Lecture: 250b Thrombocytopenias

Learning Objective: Describe the pathophysiology, presentation, and treatment of heparin-induced thrombocytopenia (MKS 1b,1d,1e)

Question 12

For a standard dose and average size patient, what change should you see on CBC for that given parameter?

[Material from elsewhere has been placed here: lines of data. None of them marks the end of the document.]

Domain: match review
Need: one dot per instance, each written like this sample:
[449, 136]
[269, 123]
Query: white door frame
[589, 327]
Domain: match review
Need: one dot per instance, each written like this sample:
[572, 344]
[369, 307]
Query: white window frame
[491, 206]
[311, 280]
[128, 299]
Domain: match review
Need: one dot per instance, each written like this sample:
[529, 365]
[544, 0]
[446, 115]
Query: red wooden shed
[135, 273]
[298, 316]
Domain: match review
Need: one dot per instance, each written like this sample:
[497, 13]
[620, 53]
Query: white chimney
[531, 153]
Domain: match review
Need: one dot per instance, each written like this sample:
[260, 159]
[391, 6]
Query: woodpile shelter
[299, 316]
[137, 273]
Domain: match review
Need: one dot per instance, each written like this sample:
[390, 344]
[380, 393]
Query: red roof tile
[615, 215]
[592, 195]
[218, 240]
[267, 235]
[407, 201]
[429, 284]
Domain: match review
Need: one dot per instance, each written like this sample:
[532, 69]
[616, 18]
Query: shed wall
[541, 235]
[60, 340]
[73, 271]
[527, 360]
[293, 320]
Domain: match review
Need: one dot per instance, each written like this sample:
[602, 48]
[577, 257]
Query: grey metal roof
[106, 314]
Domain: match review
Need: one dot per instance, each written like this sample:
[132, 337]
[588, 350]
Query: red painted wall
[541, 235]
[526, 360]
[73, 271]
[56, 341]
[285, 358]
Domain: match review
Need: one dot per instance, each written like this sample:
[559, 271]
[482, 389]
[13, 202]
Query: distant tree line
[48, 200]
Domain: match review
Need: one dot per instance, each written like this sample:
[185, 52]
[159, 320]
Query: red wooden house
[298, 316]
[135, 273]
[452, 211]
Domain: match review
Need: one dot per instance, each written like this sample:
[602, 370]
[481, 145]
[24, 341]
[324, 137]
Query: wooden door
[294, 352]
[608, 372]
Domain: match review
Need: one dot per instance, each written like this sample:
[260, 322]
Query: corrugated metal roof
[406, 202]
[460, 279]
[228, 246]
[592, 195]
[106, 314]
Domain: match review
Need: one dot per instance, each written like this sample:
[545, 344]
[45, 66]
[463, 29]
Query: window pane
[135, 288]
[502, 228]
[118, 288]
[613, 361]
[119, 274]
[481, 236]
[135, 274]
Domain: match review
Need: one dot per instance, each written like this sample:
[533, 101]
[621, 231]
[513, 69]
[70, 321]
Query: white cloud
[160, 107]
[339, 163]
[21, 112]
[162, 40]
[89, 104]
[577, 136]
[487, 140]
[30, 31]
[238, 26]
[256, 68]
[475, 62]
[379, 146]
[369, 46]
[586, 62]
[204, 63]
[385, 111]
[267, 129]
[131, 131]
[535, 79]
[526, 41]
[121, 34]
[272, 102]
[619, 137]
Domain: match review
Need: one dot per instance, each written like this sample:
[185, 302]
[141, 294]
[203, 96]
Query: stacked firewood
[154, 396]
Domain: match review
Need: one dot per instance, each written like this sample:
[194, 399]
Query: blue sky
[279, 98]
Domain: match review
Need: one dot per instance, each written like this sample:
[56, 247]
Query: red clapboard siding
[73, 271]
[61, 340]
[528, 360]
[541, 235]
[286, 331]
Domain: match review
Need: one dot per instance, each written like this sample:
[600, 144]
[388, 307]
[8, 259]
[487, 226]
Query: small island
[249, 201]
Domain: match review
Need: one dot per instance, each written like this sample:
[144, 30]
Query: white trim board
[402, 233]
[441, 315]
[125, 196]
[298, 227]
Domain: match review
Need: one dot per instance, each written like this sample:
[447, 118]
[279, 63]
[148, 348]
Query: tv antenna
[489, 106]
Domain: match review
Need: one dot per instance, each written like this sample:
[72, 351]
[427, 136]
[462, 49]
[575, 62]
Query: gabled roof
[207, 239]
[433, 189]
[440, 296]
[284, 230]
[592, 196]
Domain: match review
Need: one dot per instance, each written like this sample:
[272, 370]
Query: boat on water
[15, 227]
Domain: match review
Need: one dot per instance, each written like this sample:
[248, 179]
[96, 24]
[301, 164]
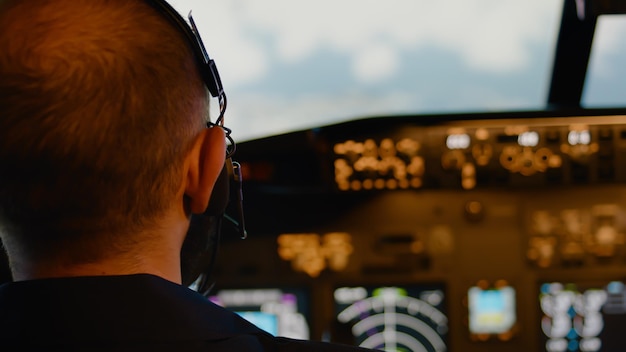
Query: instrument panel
[442, 234]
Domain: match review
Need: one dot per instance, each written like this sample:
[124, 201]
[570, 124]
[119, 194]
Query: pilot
[106, 158]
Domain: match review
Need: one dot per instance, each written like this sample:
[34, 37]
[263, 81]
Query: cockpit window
[605, 84]
[292, 65]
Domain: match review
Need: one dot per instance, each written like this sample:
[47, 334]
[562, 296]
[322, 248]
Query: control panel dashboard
[460, 233]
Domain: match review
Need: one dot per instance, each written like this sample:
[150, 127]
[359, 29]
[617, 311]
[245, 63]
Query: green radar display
[406, 319]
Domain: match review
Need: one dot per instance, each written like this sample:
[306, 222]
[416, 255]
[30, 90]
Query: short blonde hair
[99, 101]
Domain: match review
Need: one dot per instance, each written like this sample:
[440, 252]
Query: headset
[200, 246]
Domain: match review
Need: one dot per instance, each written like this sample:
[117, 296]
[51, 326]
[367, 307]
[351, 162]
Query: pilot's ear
[204, 163]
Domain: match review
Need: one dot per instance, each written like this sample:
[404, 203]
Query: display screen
[492, 311]
[392, 318]
[280, 312]
[585, 317]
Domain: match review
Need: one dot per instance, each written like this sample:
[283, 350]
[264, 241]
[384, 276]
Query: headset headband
[206, 65]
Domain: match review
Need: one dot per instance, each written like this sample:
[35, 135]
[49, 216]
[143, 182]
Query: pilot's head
[104, 150]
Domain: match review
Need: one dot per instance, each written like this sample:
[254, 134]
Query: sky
[290, 64]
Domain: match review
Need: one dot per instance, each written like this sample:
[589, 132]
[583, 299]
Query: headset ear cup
[200, 246]
[220, 194]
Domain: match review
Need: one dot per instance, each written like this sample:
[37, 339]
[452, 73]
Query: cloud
[489, 35]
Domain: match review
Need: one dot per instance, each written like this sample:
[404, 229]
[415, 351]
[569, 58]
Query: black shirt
[128, 313]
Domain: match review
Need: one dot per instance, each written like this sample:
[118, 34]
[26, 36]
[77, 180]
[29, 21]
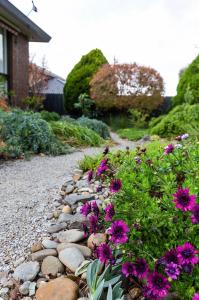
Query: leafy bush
[132, 134]
[49, 116]
[98, 126]
[152, 218]
[85, 105]
[188, 86]
[79, 78]
[27, 132]
[183, 118]
[75, 135]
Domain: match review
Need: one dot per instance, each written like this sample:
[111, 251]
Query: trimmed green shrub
[98, 126]
[49, 116]
[79, 78]
[188, 86]
[132, 134]
[75, 135]
[183, 118]
[25, 132]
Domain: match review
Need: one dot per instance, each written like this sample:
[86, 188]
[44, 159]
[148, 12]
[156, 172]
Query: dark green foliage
[188, 86]
[146, 200]
[25, 132]
[85, 105]
[50, 116]
[132, 134]
[182, 119]
[98, 126]
[79, 78]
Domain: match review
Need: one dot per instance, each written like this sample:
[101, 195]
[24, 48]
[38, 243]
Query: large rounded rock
[96, 239]
[27, 271]
[71, 258]
[70, 236]
[58, 289]
[51, 266]
[40, 255]
[84, 250]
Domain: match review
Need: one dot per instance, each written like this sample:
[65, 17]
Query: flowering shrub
[154, 217]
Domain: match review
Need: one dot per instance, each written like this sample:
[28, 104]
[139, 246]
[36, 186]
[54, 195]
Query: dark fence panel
[54, 102]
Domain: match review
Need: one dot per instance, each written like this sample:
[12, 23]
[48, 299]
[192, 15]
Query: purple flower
[195, 296]
[127, 269]
[171, 256]
[187, 254]
[115, 185]
[141, 268]
[118, 232]
[102, 168]
[106, 151]
[137, 160]
[95, 208]
[105, 253]
[149, 294]
[172, 270]
[168, 149]
[158, 284]
[195, 214]
[187, 268]
[90, 175]
[184, 136]
[93, 220]
[110, 212]
[86, 209]
[86, 230]
[99, 188]
[183, 200]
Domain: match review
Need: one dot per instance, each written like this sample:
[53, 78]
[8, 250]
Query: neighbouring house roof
[55, 84]
[21, 23]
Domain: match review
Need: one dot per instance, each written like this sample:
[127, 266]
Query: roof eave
[22, 23]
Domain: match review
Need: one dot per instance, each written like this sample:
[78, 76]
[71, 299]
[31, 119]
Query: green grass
[75, 135]
[132, 134]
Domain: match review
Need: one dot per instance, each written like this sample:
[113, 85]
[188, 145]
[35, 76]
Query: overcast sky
[163, 34]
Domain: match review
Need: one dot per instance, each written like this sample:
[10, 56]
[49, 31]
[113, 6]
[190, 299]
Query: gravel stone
[40, 255]
[70, 236]
[71, 258]
[27, 191]
[27, 271]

• 1 dose packed RBC (300 mL per dose) = _____ rise in HgB/dL
• 300 mL plateletpheresis donor = ____ K/uL rise immediately in platelets
• Cryoprecipitate (2 g fibrinogen) = ____ mg/dL rise in fibrinogen

Answer 12

Answer:

• 1 dose packed RBC (300 mL per dose) = 1g rise in HgB/dL
• 300 mL plateletpheresis donor = 25-30 k/uL rise immediately in platelets
• Cryoprecipitate (2 g fibrinogen) = 65 mg/dL rise in fibrinogen

Lecture: 251b Blood Transfusion Indications

Learning Objective: 2. Summarize the contents of and expected responses to transfusions of platelets, plasma, and cryoprecipitate (MKS1e).

Question 13

Match the mechanism underlying each of the following blood transfusion reactions.

• Allergic reaction
• Febrile reaction
• Transfusion-Associated Circulatory Overload (TACO)
• Acute Hemolytic reaction
• Transfusion Related Acute Lung Injury (TRALI)
• Sepsis
• Transfusion Associated Graft vs Host Disease
• Donor lymphocytes attack patient’s organs (usually patient’s immune system will clear these lymphocytes)
• Bacteria in blood bag
• Patient IgE to plasma components
• Patient IgG to donor RBC’s
• Patient antibody to WBC’s in blood bag
• Increased intravascular volume
• Donor antibodies to patient WBC’s due to donor multiparity

Answer 13

Answer:

• Allergic reaction – Patient IgE to plasma components
• Febrile reaction – Patient antibody to WBC’s in blood product
• Transfusion-Associated Circulatory Overload (TACO) – Increased intravascular volume
• Acute Hemolytic reaction – Patient IgG to donor RBC’s
• Transfusion Related Acute Lung Injury (TRALI) – Donor antibodies to patient WBC’s due to donor multiparity
• Sepsis – Bacteria in blood product
• Transfusion Associated Graft vs Host Disease – Donor lymphocytes attack patient’s organs particularly in immunocompromised patients (usually patient’s immune system will clear these lymphocytes)

Lecture: 252b Blood Transfusions – Compatibility and Complications

Learning Objective: 3. Identify transfusion reactions for indicated therapeutic and preventive measures (MK&S 1d, 1e).